Zhiyuan graduate Yurong You published 3 papers on ICLR and CVPR

Zhiyuan graduate Yurong You published 3 papers on ICLR and CVPR Wenfang Fan 2022-08-28 1540

Autonomous cars "see" the world through sensors, and then use artificial neural networks to process the data from those sensors. They are different from humans, who have memories and become familiar with a path after a few trips, but for self-driving cars using artificial neural networks, the path is new every day. This can be a problem in bad weather, where sensors tend to be less reliable. To alleviate this problem, researchers from Cornell's Ann S. Bowers School of Computer and Information Science and School of Engineering published two research papers in CVPR 2022 and one paper in ICLR 22 that centered on the idea of creating "memories" for self-driving cars, and use those memories on subsequent drives.

Thesis 1 HINDSIGHT Is 20/20: A thought of noting Past Traversals to Aid 3D Perception. The study found that unsupervised historical data on the same location can greatly improve 3D sensing performance. "This information can be added as a feature to any LiDAR-based 3D object detector," says You. "The detector and SQuaSH can be trained jointly without any additional supervision or human annotation, which takes a lot of time and effort."

Thesis 2 Ithaca365: Dataset and Driving Perception under Repeated and Challenging Weather Conditions. Over 18 months, the team drove a car equipped with liDAR sensors on a 15-kilometer loop in and around Ithaca 40 times, collecting information along the way about the environment (highway, city, campus), weather (sunny, rainy, snowy) and different times of day.

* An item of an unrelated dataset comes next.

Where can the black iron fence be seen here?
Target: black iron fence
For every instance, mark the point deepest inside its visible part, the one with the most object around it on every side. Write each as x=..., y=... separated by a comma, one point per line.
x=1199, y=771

Paper 3 Learning to Detect Mobile Objects from LiDAR Scans Without Labels takes another step forward, a method named Mobile Object Detection with Ephemerality and self-training (MODEST) is proposed. The authors let the self-driving car learn the entire perceptual process from scratch, and slowly it taught itself what other traffic participants are and what safety factors can be ignored. The algorithm can then reliably detect these objects, even on roads not included in the initial repeated traversal.

The first author of both paper 1 and 3 is Cornell doctoral student Yurong You (who also contributed to Paper 2). Yurong is a graduate of the Computer Science Direction (ACM Class) of Zhiyuan College. When he was interviewed at Zhiyuan College in his freshman year, Professor Alei Liang asked a question: "What is artificial intelligence?" ", and he firmly set foot on the road of artificial intelligence research ever after, to answer the question.

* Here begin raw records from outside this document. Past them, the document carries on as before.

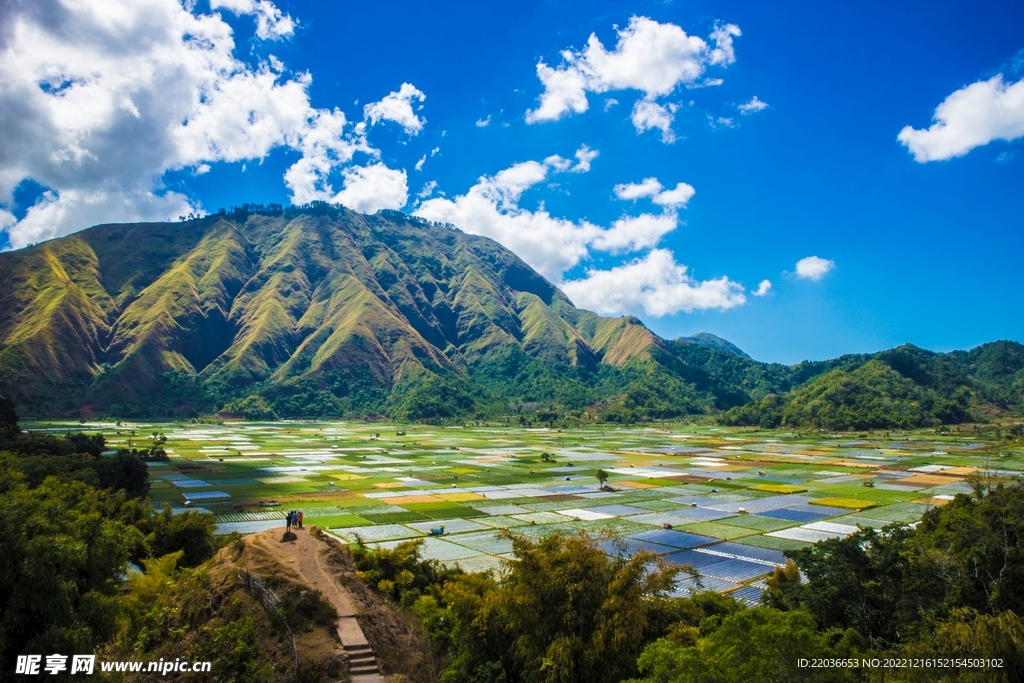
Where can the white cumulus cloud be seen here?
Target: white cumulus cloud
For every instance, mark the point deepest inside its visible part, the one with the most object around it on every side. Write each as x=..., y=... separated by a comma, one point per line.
x=370, y=188
x=652, y=188
x=550, y=244
x=649, y=56
x=971, y=117
x=813, y=267
x=397, y=107
x=271, y=24
x=96, y=111
x=648, y=115
x=753, y=107
x=655, y=284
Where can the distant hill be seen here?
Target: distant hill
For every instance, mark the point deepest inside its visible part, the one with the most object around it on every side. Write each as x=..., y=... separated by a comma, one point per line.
x=902, y=387
x=314, y=311
x=712, y=341
x=320, y=311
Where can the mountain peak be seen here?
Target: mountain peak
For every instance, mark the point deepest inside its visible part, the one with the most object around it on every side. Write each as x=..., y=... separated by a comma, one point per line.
x=715, y=342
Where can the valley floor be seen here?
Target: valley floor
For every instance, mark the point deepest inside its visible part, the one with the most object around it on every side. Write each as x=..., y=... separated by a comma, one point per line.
x=726, y=502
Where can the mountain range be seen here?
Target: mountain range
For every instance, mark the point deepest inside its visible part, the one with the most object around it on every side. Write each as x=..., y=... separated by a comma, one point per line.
x=321, y=311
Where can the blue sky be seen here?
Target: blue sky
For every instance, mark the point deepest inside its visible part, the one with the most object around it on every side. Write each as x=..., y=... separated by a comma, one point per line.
x=912, y=240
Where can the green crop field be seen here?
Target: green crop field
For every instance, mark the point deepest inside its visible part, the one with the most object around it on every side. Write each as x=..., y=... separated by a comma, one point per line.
x=733, y=499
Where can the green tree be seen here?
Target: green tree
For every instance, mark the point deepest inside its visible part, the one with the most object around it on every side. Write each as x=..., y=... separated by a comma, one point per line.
x=190, y=531
x=65, y=548
x=564, y=611
x=758, y=644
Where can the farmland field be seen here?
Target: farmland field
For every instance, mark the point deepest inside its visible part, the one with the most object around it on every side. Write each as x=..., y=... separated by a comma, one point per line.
x=725, y=502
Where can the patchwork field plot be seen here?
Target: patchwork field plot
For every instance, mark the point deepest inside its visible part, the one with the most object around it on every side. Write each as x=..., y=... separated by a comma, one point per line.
x=723, y=502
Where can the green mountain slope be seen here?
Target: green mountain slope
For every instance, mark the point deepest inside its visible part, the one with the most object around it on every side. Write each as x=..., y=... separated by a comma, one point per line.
x=285, y=305
x=320, y=311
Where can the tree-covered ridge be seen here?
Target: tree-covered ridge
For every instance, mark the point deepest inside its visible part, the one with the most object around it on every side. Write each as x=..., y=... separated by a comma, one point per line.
x=317, y=311
x=900, y=388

For Yurong, four years’ study at Zhiyuan, include sleepless nights and unforgettable excitement. In those four years, he experienced the freshman programming course computer test zero, also experienced the joy of compiler clearance, and he has always been committed to the study of artificial intelligence. In the summer vacation of his sophomore year, he joined the laboratory of Professor Tsewu Lu and started the research on computer vision and augmented learning. In the summer vacation of his junior year, he went to the AI laboratory of Stanford University and in the summer vacation of his senior year, he studied at Cornell University for scientific research internship in related fields. The scientific research internships at top overseas universities had broadened his scientific research horizon and introduced him to many interesting souls.

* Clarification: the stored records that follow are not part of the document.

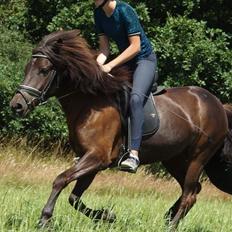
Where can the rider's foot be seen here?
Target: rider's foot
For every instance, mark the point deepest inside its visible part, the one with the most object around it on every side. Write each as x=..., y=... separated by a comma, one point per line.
x=130, y=164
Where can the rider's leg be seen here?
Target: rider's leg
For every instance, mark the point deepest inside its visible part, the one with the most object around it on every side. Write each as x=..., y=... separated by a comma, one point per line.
x=143, y=78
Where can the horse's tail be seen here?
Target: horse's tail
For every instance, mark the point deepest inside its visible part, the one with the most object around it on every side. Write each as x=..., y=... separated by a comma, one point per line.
x=219, y=167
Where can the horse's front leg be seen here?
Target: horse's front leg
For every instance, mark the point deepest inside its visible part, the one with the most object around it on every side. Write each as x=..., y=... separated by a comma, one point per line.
x=75, y=200
x=88, y=164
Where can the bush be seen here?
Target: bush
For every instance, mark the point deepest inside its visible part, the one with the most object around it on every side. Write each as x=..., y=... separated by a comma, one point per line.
x=191, y=54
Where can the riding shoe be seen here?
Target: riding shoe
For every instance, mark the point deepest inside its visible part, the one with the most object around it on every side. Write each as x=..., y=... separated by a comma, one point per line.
x=130, y=164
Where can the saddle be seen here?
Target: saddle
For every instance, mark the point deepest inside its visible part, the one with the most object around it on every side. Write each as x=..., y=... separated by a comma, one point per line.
x=151, y=117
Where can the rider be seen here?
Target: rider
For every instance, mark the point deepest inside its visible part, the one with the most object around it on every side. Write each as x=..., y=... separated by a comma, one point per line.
x=118, y=21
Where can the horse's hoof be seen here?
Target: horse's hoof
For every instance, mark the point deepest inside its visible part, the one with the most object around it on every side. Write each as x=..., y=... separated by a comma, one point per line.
x=104, y=215
x=43, y=223
x=108, y=216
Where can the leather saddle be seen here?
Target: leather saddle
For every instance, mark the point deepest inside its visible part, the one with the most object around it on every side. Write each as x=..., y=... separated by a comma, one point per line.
x=151, y=117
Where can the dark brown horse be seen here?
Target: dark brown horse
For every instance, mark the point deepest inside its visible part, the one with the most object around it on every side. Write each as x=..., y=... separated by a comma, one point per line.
x=193, y=125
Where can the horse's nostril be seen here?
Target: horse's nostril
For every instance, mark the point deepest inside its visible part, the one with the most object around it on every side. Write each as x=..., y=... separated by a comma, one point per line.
x=18, y=106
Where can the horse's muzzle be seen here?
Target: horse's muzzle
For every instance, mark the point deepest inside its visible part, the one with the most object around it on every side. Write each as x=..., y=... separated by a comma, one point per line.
x=19, y=105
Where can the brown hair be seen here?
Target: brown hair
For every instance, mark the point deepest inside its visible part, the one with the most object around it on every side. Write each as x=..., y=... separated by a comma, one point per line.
x=70, y=53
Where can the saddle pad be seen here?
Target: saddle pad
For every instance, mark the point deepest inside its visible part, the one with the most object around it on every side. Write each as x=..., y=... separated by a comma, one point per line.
x=151, y=117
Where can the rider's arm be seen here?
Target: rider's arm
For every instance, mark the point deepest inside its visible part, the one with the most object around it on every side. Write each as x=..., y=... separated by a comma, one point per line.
x=104, y=49
x=129, y=53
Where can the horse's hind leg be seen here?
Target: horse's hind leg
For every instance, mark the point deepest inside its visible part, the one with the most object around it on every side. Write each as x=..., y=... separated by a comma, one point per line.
x=190, y=189
x=177, y=168
x=75, y=200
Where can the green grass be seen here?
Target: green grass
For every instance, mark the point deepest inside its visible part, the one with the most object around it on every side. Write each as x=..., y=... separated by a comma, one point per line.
x=139, y=201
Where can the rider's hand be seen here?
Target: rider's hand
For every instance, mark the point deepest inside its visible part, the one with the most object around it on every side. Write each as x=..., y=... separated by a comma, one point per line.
x=106, y=68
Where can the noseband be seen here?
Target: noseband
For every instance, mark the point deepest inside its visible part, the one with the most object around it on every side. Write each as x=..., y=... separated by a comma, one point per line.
x=38, y=95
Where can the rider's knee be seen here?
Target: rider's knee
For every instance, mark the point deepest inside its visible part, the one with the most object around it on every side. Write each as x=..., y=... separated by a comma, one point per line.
x=135, y=101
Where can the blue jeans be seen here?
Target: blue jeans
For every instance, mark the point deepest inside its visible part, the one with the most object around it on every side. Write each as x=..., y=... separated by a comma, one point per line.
x=143, y=79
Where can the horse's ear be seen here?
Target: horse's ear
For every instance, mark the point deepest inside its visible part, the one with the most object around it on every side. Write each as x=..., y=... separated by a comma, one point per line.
x=59, y=41
x=77, y=32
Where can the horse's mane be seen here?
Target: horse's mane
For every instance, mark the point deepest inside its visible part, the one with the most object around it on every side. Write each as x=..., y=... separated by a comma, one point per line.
x=72, y=56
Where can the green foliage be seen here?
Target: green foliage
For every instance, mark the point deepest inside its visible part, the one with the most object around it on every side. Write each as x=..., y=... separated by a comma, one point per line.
x=191, y=54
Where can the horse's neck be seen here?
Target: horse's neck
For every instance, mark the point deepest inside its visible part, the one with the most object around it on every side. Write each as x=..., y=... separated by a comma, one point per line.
x=77, y=104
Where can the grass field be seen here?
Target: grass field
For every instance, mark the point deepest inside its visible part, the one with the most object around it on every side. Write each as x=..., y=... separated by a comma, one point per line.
x=139, y=201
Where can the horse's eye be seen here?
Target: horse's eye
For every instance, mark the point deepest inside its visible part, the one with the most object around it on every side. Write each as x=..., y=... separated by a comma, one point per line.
x=44, y=71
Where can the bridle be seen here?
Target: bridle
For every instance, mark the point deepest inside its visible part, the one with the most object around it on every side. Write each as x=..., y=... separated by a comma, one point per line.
x=39, y=96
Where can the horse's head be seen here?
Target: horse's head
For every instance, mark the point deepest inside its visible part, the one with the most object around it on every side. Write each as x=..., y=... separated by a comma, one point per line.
x=62, y=63
x=39, y=84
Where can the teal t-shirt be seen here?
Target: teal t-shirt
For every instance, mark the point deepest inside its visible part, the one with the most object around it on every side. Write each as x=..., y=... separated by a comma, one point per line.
x=120, y=25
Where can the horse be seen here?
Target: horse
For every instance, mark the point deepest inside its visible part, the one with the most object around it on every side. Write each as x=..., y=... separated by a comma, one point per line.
x=193, y=125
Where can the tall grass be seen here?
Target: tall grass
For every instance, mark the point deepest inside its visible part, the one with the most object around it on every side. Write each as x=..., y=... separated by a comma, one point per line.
x=139, y=201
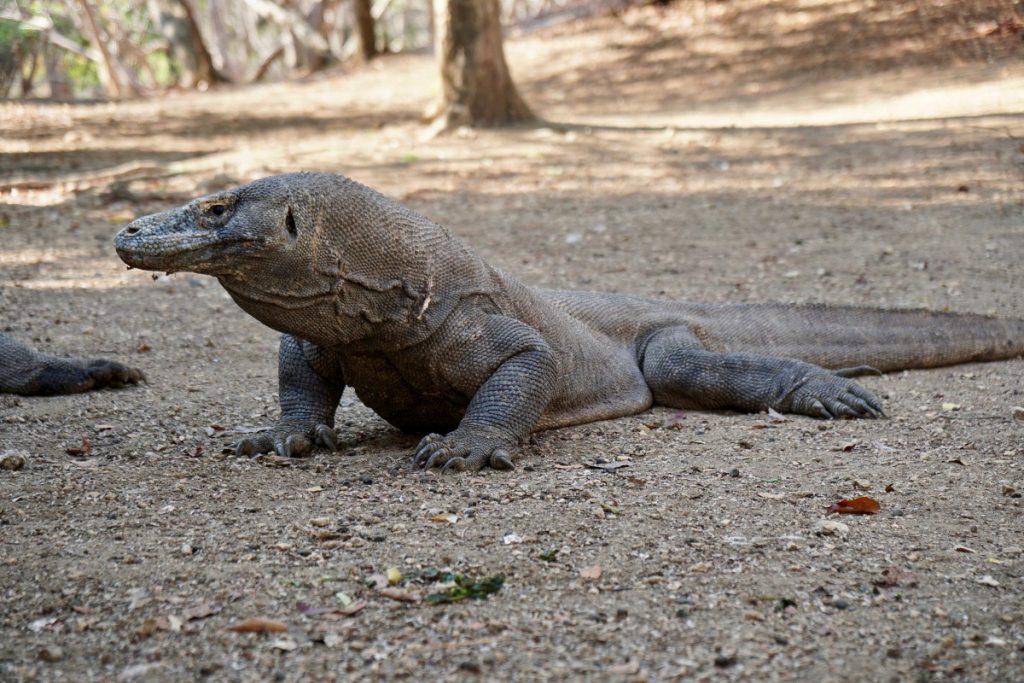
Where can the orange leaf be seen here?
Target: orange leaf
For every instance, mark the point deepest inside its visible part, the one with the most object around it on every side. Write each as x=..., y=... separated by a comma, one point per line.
x=857, y=506
x=258, y=625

"Zhiyuan gave me the opportunity, courage and strength to pursue my dream," You said. I am very grateful to Mr. Cewu Lu, who led me on the road of scientific research and gave me confidence and unparalleled opportunities. I also miss my friends in ACM class. It was a pleasure to spend four years with you at Zhiyuan. " After his undergraduate studies, Yurong received a full PhD offer in Computer Science at Cornell University and the California Institute of Technology. In the end, he chose Cornell University, where he studied computer science and machine learning under Kilian Q. Weinberger, Professor of Computer Science, and Bharath Hariharan, Assistant Professor of Computer Science.